Why does my crown keep falling out?

Maybe it's not that into you.....? :)
              Being rejected by your crown hurts, especially when it was recently made and cost some serious money. Why does it happen? Usually either it has to do with the shape of the prepared tooth holding it or because the crown is ill fitting.

                For a crown to be retentive (resist the forces that may tend to remove it) the preparation has to be smooth and only SLIGHTLY tapered. It also has to be long enough to provide enough surface area to grab the cement. If the prepared tooth is too irregular, too short or too tapered, it may not have the proper shape to hold onto its crown.

                 Also, another possibility is that the crown can be cemented with a poor fit. In this case the crown does not hug the tooth well enough for the crown to stay put and since the crown is completely dependent on cement to stay. An analogy would be found in furniture making where most good furniture is made with dovetails, that increase the ability of the furniture to hold the wood together. Without dovetails, the pieces tend to work themselves loose more quickly. 
                The same can be true with crowns, since their success is dependent on having a properly shaped tooth holding them and an intimate contact with it. The space between the crown and the tooth should be minimal (20-40 microns) in order for the cement achieve maximum holding power.

                   Most dentists faced with a permanent crown that comes out will first try to re-cement it. In my practice, I upgrade to a different permanent cement with more holding power. Unfortunately these cements do not always offer a long term solution and I am faced with the option of making the crown over.  When I do so I pay special attention to correcting any shortcomings in my tooth preparation and making sure that I take a perfect impression.

                  I should add a few  additional reasons that crowns can come loose. If the bite is high or just unfavorable, crowns can be more likely to come loose. Crowns do better when most of the occlusion is experienced along a  mostly vertical force vector and without much  of a horizontal component. Anterior teeth with deep over bites can experience a lot of horizontal forces on them and can sometimes be challenging to crown. Also some patients do have habits that are just not that friendly to crowns such as eating stale tootsie rolls or very hard and sticky candies. When chewed often these sweets tend to loosen even well fitting crowns

Dr. Pankaj Malhotra is a Periodontist & Implantologist in DELHI NCR region of INDIA, who maintains a practice in Noida. For more information about his Dental Practice please visit his website at 

Tuesday, June 2, 2015

Do You Shop For your Dentist?

Almost every day my dental office gets a call from a potential patient shopping for a dentist. They ask for fees for certain procedures and often that is the end of the conversation. 
             I should note that my fees fall within the usual and customary range considered reasonable but for some persistent shoppers are too high. It seems that the internet has become the new Yellow Pages and potential patients are letting their fingers do the walking. It's not that hard calling a number of dentists and get a sense of the fees for the procedures that they will need. 
          Unfortunately, no information on the quality of the dental work can be gotten from these phone calls and shopping for dental work for some may be similar to shopping for furniture or other consumer goods. However teeth are not disposable and even implant replacements will not last forever.
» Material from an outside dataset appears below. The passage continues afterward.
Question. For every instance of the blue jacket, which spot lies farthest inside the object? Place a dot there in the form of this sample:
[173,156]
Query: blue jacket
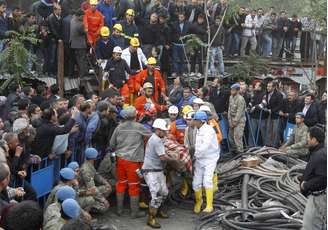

         When I buy a piece of furniture, if I go to Ikea or any Local store, I expect to get a good price for what I buy, but I do not have the expectation that my purchases will last a lifetime or even ten years. It is asumed that there is a trade off involved with the inexpensive price paid but most of the time shoppers are  happy with their purchases . Many people like buying new furniture and actually like buying new pieces when they either tire of, or have to, replace them as they age.

            Teeth shouldn't be compared to furniture and restorations that are durable and preserve teeth for long periods of time are not always easily accomplished by dentists whose fees are the most reasonable. Although a higher price does not guarantee quality, it does tend to allow a dentist to to spend the time needed to create a thoughtful treatment plan and also the time to execute excellent restorative dentistry.
            I would like to quote a few examples here.. 
People dont mind paying 300 for Rs 30 popcorn in a theatre, but have reservations paying Rs. 300 consultation to a Dentist..
Also people dont mind paying 4000 bucks for a pair of jeans which shall last for 4-5 yrs and being worn for probably 100 times. While a crown of approximately the same value which you wear everyday and use it thrice daily lasts much longer than that..
             I guess the point of this post is to explain that price of services should not  be the primary method in choosing a dentist. Other attributes are quite important including but not limited to  recommendations from their patients, their skill level and their character.